Wirtschaftlicher Überblick
Ein Jahr voller Widersprüche
2023 war das Jahr der Widersprüche: Abkühlung der Märkte und dennoch leicht steigende Preise. Die Materialpreissteigerung hat sich jedoch weitestgehend stabilisiert; es konnten sogar Rückgänge beobachtet werden. Gleichzeitig ist die Anzahl der Bauaufträge gesunken. Im Vergleich zu 2022 sind im Jahr 2023 ungefähr 5 Prozent weniger Bauaufträge eingereicht worden. Diese sich bereits 2022 abzeichnenden Veränderungen sind im Jahr 2023 nun tatsächlich eingetreten.
In den ersten drei Quartalen 2023 stagnierte die deutsche Wirtschaft. Im vierten Quartal ist das BIP um 0,3 Prozent gesunken, was zu einem Gesamtrückgang von -0,2 Prozent führte. Die meisten Experten rechnen für 2024 mit weiterer Stagnation. Ein Wiederaufleben der Wirtschaft wird für 2025 erwartet.
Quelle: Destatis
Quelle: Destatis
Deutschland ist Europas größte Volkswirtschaft, beginnt das Jahr 2024 jedoch als eine der schwächsten. 2023 war Deutschland das einzige Mitglied der G7 mit einer schrumpfenden Wirtschaft. Die Prognosen für Deutschland zeigen entweder eine Stagnation oder ein leichtes Wachstum für 2024, wenn auch eine weitaus geringere Wachstumsrate als für die anderen führenden Volkswirtschaften in der Welt.
Sowohl der Internationale Währungsfonds (IWF) als auch die Organisation für wirtschaftliche Zusammenarbeit und Entwicklung (OECD) sagen eine leichte Steigerung des BIP in Deutschland für 2024 voraus, aber nur etwa halb so viel wie in der Eurozone und weit unterhalb der Hälfte der durchschnittlichen Wachstumsrate der anderen G7-Länder.
Die Inflation, gemessen am Verbraucherpreisindex (VPI), ist im Jahr 2023 relativ gleichmäßig gesunken. Während sie im Januar noch bei 8,7 Prozent lag, betrug sie im Dezember nur noch 3,7 Prozent. Der niedrigste Wert lag bei 3,2 Prozent im November. Im Januar 2024 lag die Inflationsrate sogar bei nur 2,9 Prozent, dem niedrigsten Wert seit 2021. Eine straffere Geld- und Fiskalpolitik und ein erschüttertes Vertrauen der Verbraucher werden sich negativ auf Investitionen auswirken, was wiederum die Preise und das Wirtschaftswachstum bremsen wird. Experten sagen voraus, dass sich der VPI 2024 der Zweiprozentmarke nähern wird.
Quelle: Statista.com
Andererseits sind die langfristigen Zinssätze in Deutschland bis Oktober 2023 stetig angestiegen. In diesem Monat erreichten sie ihren Höhepunkt mit 2,82 Prozent. Danach sanken sie für zwei Monate stark, bis sie im Dezember bei nur noch 2,1 Prozent lagen, dem niedrigsten Wert im Jahr 2023.
Quelle: Ycharts
Die Zinssätze der EZB (Europäischen Zentralbank) blieben im Januar 2024 stabil. Experten erwarten, dass eine weiter sinkende Inflation dazu führen wird, dass die EZB ihre Zinssätze im Laufe des Jahres 2024 in mehreren Schritten senken wird.

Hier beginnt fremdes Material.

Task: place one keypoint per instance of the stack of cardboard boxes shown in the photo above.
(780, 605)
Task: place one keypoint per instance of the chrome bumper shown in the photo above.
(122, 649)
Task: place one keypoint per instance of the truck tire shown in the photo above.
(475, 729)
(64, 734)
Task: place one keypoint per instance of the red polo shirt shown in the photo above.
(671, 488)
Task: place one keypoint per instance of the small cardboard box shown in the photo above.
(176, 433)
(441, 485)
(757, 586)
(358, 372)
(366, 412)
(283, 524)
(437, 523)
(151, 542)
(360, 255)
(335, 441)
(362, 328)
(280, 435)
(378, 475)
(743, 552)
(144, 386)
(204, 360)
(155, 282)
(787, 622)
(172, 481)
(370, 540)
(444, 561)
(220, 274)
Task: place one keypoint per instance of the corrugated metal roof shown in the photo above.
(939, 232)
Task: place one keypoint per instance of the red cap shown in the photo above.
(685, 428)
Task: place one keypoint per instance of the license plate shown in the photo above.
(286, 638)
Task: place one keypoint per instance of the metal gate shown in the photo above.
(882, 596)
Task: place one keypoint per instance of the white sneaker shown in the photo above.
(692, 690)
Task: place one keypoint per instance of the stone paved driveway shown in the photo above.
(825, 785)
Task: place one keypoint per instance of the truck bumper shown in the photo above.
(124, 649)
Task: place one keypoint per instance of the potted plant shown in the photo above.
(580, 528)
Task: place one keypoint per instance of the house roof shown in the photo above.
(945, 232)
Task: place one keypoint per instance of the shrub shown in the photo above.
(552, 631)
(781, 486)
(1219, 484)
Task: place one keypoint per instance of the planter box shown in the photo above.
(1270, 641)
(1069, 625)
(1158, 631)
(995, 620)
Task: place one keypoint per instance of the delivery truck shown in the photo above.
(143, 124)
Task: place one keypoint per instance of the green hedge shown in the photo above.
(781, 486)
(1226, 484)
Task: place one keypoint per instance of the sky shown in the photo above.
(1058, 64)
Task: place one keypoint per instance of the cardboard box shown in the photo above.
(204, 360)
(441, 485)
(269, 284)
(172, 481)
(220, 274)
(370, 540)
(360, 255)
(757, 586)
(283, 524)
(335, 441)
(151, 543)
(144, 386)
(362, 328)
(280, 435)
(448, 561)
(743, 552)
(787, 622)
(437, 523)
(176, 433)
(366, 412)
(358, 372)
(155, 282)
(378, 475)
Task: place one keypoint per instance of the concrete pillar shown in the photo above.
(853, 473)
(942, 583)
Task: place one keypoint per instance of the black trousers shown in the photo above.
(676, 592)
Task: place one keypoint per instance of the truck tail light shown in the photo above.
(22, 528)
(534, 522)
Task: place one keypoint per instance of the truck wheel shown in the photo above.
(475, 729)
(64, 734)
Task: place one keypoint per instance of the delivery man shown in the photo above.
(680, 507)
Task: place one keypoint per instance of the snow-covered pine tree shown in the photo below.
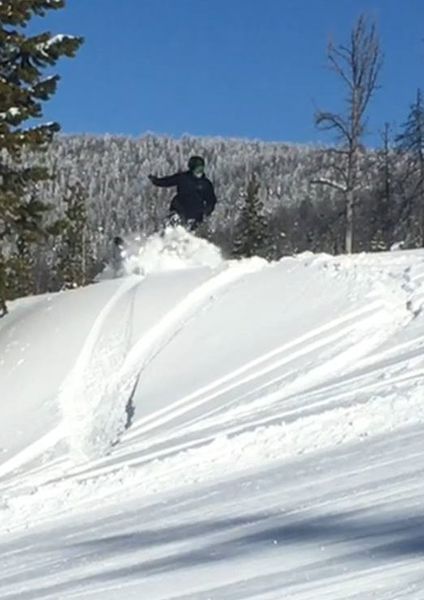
(76, 259)
(28, 230)
(251, 230)
(410, 145)
(23, 88)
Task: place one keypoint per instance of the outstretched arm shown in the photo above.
(170, 181)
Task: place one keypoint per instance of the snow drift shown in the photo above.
(202, 428)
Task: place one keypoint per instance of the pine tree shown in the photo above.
(23, 89)
(76, 258)
(251, 230)
(28, 230)
(410, 144)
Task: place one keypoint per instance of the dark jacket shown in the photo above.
(195, 197)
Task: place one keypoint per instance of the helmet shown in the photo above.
(196, 162)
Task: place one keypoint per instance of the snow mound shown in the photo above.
(174, 249)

Derweil bleibt der deutsche Arbeitsmarkt weiterhin angespannt. Die Arbeitslosenquote zeigte sich im gesamten Jahr 2023 mit 5,5 bis 5,8 Prozent sehr stabil. Im Januar 2024 stieg sie auf 6,1 Prozent. Es wird jedoch erwartet, dass die Arbeitslosenquote im Jahr 2024 sinken wird. Der Fachkräftemangel macht sich im Baugewerbe immer noch bemerkbar. Projekte leiden unter geringerer Produktivität und Effizienz in der Bauphase. Es ist weiterhin erforderlich, qualifizierte Fachkräfte aus der EU nach Deutschland zu holen, um die zunehmend alternde Erwerbsbevölkerung in der Bauindustrie auszugleichen.

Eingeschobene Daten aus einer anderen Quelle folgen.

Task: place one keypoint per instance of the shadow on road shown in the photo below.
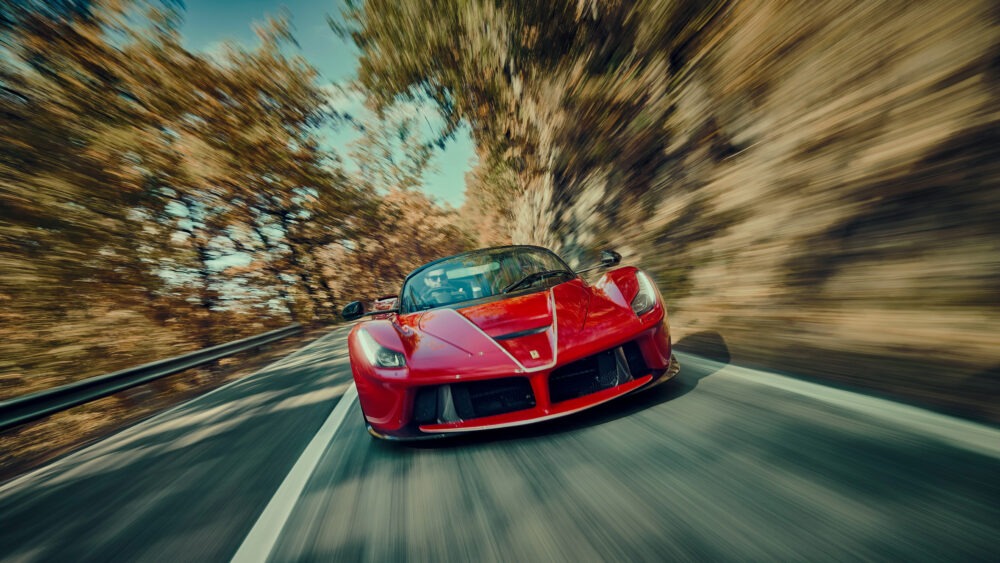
(709, 344)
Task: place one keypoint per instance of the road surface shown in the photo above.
(727, 463)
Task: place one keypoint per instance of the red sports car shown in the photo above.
(506, 336)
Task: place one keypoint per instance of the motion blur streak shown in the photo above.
(816, 181)
(814, 187)
(713, 467)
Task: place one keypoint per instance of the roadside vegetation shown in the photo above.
(813, 183)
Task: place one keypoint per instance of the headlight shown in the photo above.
(645, 300)
(378, 355)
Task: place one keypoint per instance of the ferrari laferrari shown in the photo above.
(506, 336)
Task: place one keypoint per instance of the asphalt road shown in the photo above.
(725, 464)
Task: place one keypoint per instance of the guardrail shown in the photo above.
(26, 408)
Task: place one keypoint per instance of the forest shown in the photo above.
(800, 179)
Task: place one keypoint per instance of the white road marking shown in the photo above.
(44, 470)
(961, 433)
(260, 541)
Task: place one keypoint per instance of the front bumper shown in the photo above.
(428, 411)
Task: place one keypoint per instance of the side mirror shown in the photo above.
(610, 258)
(353, 311)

Neben der wirtschaftlichen Stagnation wirken sich auch politische Instabilitäten sowie immer wieder auftretende neue Schwierigkeiten (wie z.B. die Beeinträchtigungen der Schifffahrtsroute durch das Rote Meer) negativ auf die deutsche Wirtschaft und das Baugewerbe aus. Die in den letzten Jahren so robuste deutsche Bauindustrie verzeichnete 2023 einen Rückgang der Anzahl bei Auftragseingängen um 5 Prozent im Vergleich zu 2022 (laut den Statistiken von DeStatis, dem Statistischen Bundesamt).
Quelle: Destatis
Bauunternehmer sehen ebenfalls eine Abkühlung des Markts. Eine kürzlich von uns durchgeführte Umfrage bei den führenden Bauunternehmen in Deutschland hat ergeben, dass der Markt sich im Laufe des vergangenen Jahres weiter abgeschwächt hat; die Mehrheit der Unternehmen bezeichnet den derzeitigen Markt als “abgekühlt”.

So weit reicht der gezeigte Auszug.